The crowd came at two. On the dot. There was much raucousness, multi-coloured counters in leather bags/ multi-facetted di(ce) wagged around by even drunker wags and cads and bounders. They knew that Father Christmas couldn't thread the chimneys in poor areas, because the flue-walls were constricted like sick veins. The joke of one game was to unclog them and there was a board a bit like snakes and ladders, a bit like ludo, scrambled into a slow-motion computer screen that was losing its re-booting even as one tried to pump up the power.
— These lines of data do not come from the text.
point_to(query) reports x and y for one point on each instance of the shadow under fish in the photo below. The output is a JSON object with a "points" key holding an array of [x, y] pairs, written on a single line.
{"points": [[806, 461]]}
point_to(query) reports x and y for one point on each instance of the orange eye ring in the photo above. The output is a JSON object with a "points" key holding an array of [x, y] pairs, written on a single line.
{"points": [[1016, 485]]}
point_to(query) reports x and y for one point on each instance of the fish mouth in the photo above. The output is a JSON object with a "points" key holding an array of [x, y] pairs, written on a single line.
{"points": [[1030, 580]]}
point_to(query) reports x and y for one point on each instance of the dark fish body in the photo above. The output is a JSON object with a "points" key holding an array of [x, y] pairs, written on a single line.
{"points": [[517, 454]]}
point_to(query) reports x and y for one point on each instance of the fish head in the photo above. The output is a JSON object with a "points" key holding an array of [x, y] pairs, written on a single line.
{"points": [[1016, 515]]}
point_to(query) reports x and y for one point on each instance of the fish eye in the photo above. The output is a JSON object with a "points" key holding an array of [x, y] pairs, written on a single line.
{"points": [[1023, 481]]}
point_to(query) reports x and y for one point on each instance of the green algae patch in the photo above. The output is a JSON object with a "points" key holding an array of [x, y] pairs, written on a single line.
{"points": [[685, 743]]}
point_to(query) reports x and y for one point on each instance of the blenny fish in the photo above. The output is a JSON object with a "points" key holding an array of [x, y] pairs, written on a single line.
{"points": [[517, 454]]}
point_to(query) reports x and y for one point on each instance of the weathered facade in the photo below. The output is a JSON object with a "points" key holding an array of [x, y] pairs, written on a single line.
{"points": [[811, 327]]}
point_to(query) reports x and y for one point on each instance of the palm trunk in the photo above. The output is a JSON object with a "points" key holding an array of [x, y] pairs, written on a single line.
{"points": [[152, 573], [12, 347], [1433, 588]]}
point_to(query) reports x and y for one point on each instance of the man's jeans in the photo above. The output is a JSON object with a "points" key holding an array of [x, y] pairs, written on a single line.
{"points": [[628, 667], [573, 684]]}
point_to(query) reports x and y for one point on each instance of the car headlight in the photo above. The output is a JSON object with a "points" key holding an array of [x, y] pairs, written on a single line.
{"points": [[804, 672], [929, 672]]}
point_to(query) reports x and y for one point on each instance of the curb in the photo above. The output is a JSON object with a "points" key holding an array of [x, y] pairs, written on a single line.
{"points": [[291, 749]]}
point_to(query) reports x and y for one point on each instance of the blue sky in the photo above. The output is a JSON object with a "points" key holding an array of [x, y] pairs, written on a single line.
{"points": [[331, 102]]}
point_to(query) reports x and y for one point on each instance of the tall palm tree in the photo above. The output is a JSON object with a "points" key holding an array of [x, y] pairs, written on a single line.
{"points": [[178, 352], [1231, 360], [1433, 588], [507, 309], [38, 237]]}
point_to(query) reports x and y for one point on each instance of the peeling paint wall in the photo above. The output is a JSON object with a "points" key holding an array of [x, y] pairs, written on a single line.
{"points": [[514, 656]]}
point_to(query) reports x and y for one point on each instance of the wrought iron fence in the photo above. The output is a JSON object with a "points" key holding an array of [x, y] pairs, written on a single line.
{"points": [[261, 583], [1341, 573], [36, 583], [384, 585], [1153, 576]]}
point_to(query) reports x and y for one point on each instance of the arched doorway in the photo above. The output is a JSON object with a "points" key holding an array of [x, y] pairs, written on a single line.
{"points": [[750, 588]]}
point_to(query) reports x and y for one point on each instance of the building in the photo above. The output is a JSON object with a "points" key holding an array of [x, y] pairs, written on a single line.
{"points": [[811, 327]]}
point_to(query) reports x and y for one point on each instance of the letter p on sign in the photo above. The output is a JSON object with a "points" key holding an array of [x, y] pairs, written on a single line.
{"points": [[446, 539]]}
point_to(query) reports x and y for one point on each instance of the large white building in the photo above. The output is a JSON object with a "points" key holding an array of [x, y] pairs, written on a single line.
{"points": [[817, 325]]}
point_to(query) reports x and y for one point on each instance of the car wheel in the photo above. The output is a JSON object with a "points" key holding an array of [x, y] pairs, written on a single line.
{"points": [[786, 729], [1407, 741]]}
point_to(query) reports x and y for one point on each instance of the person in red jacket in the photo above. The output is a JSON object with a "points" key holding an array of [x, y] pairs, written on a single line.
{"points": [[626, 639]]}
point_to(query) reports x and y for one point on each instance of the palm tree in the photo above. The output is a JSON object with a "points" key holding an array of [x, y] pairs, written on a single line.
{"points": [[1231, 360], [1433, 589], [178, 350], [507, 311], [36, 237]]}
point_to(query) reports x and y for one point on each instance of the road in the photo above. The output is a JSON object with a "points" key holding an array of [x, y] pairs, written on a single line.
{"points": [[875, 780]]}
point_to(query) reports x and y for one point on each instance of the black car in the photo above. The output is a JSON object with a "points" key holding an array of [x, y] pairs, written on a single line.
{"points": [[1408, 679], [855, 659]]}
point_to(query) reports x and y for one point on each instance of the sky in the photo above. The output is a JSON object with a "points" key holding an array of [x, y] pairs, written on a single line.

Rodney was dungeon-master. Where chimneys had their roots. Which was a place of torture before history was learnt in school as recycled reality.
Drains needed ventilation just as much damp courses. A drip slowly dangled from the start-with-a-dice-throw-of-six sqaure and wound sinuously along the ungrooved hatching of the counter's route. Only one or two perforations tried to stem its worming flow. Then one of the wastrels chimed in with a scenario quite anathema to the Christmas spirit. Santa was coming up into the plug-hole by mistake.
Rodney's head exploded because there wasn't any overflow or sick-bag for synapses. Torture was never what it was in real time and self-inflicted during a game was downright daft.